勇者か悪魔か
僕たちは魔物の国の国境付近を走っていた。
戦争に参加して一ヶ月、僕もようやく馬をまともに扱えるようになったが、今回はハルピュイアを輸送しているため馬車での移動だ。
ハルピュイアとは、人と鳥の間のような生き物で、高い知能はない。そのため、魔物からも人間からも家畜として扱われており、物の輸送や伝書鳩のような役割を担っているようだ。
小高い山を登り、高所から魔物の国を見渡すと、人間のそれと全く変わらない町が見えた。
「ナギ様…。あまり見ない方が良いかと…」
ヘラが言った。
「今更殺すことに躊躇いはないよ。」
僕は言った。
本心なのか、強がりなのか、僕にも分からなかった。
元いた世界の戦争は、相手を屈服させ領土を奪ったあとは民を殺さず、捕虜にしたり、人的資源として労働をさせたりする。

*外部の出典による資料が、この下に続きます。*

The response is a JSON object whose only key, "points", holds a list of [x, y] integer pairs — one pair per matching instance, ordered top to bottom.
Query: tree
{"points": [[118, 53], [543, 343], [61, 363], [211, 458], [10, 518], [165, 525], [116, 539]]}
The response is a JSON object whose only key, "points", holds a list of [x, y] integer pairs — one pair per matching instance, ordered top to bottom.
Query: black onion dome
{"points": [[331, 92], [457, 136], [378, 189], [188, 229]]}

しかし、この世界では殲滅させる。なぜなら双方、軟弱な人間に、野蛮な魔物に与えてやる食いぶちなど無いし、寝首をかかれても困ると考えているからだそうだ。
つまり、国の敗戦は死であり、女子供であれ助かる方法はどこにもない。
僕は魔王と聞いたとき、血も涙もない強靭な魔物が人々を殺戮しているのだと思っていた。

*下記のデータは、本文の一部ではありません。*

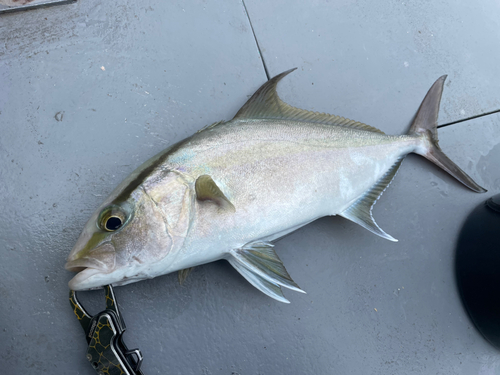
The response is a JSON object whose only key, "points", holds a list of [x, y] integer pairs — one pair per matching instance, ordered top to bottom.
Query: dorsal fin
{"points": [[266, 104], [361, 211]]}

しかし、魔物たちも我々の王を人王と呼んで恐れているそうだ。
僕は妙に納得してしまった。
片方の正義は、片方の悪なのだな、と。
ではこちらで勇者と呼ばれ崇められている僕も、視点を変えれば悪魔なのかもしれない。
そんなことを考えているうちに、目的地についた。
山の頂上から町を見下ろし、絶対に失敗できない今回の作戦をシュミレーションした。
そして、これから起こる惨事に思いを馳せた。